Вот уж пришли и первые заморозки. Зябко старому хозяину. Принёс он охапку берёзовых да липовых поленьев, с перестуком-перезвоном сложил у печи-голландки, придвинул ближе к ней невысокую, отполированную годами, будто пролаченную скамеечку, присел… Шершавые ладони легли на глянец дерева и, как бы проверяя его на прочность, крепко-крепко сжали края широкой дубовой доски…
Размеренный стук стареньких скрипучих ходиков делит осенние сумерки на мельчайшие доли, стихает где-то под самым потолком. Вязкая чернильно-синяя тишина постепенно заполняет всё пространство дома, лишь прямоугольники окон серо проступают на тёмном полотне стены. В такие часы и минуты воображение спорит с явью: стена дома вот-вот исчезнет, и серые окна превратятся в цветные картины, которые затем обязательно оживут…
Взвизгнула печная дверца; старик наощупь уложил дровишки в топку, бересту шалашиком пристроил. Неспеша достал из кармана телогрейки баночку с табачком-махорочкой, листик от газетной складки оторвал и края его подогнул, привычно насыпал на бумажный желобок щепоть душистого зелья, языком провёл по краешку; оборот-другой – цигарка готова. Заскорузлые пальцы долго достают из почти опустевшего коробка спичку; но вот она всё-таки чиркнула по обшарпанному боку собственной обители, серная головка её зло зашипела, и жёлтый треугольник огонька встретился с самокруткой.

Первая затяжка явила темноте красного светлячка, а густой клуб выпущенного на свободу дыма скоро и бесшумно втянулся в холодную пока ещё топку.
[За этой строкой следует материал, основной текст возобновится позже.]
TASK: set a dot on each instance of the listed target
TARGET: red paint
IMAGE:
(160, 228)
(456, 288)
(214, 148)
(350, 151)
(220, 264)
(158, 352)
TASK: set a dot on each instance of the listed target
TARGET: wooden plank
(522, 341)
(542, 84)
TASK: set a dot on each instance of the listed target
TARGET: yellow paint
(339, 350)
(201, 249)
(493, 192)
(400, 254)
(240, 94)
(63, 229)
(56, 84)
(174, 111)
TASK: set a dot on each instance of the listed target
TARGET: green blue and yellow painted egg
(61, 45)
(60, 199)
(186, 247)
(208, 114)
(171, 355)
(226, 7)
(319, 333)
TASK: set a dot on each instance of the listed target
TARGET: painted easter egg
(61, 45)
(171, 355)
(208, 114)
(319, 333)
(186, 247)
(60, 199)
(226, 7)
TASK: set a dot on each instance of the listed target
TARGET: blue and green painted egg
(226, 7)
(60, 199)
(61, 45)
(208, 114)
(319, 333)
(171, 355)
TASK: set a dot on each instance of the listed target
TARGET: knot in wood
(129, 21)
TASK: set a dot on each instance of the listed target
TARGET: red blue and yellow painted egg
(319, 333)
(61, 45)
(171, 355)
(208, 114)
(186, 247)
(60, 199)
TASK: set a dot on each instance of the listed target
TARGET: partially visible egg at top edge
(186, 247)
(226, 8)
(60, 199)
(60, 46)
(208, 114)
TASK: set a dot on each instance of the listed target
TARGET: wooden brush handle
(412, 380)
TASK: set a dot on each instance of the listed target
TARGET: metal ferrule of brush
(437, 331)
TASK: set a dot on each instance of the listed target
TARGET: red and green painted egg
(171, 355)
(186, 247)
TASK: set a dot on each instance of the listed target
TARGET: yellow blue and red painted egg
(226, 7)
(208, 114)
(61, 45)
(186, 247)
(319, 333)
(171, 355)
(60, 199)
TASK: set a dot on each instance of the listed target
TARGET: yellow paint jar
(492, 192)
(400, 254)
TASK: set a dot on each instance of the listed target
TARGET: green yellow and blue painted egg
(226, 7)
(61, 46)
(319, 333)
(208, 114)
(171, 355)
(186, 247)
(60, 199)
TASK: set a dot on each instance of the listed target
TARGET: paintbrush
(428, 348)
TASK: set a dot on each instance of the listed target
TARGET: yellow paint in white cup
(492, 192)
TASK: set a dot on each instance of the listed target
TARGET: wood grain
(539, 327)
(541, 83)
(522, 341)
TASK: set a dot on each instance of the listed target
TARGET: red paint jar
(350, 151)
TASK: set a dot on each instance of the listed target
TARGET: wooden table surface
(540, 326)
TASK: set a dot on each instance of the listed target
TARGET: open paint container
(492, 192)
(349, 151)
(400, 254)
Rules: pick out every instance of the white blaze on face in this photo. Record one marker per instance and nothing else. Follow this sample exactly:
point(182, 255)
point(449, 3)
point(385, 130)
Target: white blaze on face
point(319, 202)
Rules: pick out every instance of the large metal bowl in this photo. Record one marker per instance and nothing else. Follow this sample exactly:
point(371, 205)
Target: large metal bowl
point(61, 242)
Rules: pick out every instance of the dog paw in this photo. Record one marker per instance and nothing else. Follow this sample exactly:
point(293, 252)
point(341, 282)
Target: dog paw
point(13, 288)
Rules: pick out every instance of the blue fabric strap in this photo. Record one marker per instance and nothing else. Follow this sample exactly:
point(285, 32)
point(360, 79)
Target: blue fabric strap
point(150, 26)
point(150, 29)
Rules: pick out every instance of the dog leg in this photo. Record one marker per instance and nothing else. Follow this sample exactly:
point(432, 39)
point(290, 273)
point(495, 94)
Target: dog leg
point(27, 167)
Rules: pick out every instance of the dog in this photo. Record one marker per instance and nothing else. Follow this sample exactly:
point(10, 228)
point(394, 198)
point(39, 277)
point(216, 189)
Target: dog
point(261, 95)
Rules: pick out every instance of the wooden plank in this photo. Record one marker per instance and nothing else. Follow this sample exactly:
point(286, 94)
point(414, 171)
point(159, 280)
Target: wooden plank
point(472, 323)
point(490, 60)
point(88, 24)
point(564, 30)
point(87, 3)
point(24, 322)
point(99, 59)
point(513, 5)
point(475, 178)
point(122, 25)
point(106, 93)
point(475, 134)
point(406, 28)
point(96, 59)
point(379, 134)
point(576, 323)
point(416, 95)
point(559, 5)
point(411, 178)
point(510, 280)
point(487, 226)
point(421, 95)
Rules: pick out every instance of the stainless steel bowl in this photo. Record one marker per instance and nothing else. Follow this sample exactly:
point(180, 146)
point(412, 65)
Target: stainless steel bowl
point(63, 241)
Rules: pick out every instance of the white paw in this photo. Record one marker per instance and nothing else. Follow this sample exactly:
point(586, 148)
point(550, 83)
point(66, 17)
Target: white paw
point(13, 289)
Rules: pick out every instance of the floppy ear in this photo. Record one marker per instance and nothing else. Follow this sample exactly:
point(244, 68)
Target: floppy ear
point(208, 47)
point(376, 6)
Догорающая тонкая палочка обжигала пальцы старика. Но вот пламя её, напоследок вытянувшись и затрепетав, коснулось берёзового запала, устроенного у самого края, - робкие язычки осветили чёрное чрево печи, принялись понемногу скручивать бересту и вытапливать из неё дёготь, придающий горению живость и весёлость…

Редкие щелчки сменялись громким потрескиванием; крепнущий огонь рождал общий гул, среди которого слышны были то неровные вздохи, то хлопки. Печь оживала и издавала множество разных звуков, а в самом верху её слышно было тихое завывание, сопровождаемое позваниванием вьюшки…

И вот уже пламя в печи стало полным хозяином: оно яростно облизывало кладку поленьев со всех сторон, вымётывая длиннющие языки свои в каждом сколь-нибудь свободном пространстве; крутясь и извиваясь, стремилось в темноту заросшего сажей лабиринта дымохода; металось, норовя вырваться через портал наружу, чтобы тронуть гладкую жесть печного короба.

Под напором огня темнота нехотя отступила в углы, забралась под кровать, затаилась за высоким шкафом, спряталась за багровыми отблесками оконных стёкол.

Старый хозяин, сбросив телогрейку, оставшись в чистой белой нательной рубахе, неподвижно сидел на скамеечке и всматривался в неистовую пляску огня, прислушивался к сопровождавшей её какофонии. Седая голова его и белая рубаха казались сейчас такими же бронзовыми, как и ровно отёсанные венцы стен. А могучая тень старика то перемещалась от одного края противоположной стены к другому, то собиралась вознестись куда-то, но, замерев на мгновение, приземлялась ненадолго… и вновь воспаряла…
Вспомнилось сейчас старику, как, будучи мальчишкой, помогал он деду и отцу на строительстве такого же дома: отчётливо вдруг услыхал звон топоров, ласкающих древесину и визг вгрызающейся в плотное тело бревна двуручной пилы… Как собирал свежую щепу и стружку, щедро источавшие сладковатый дурман сосновой смолы…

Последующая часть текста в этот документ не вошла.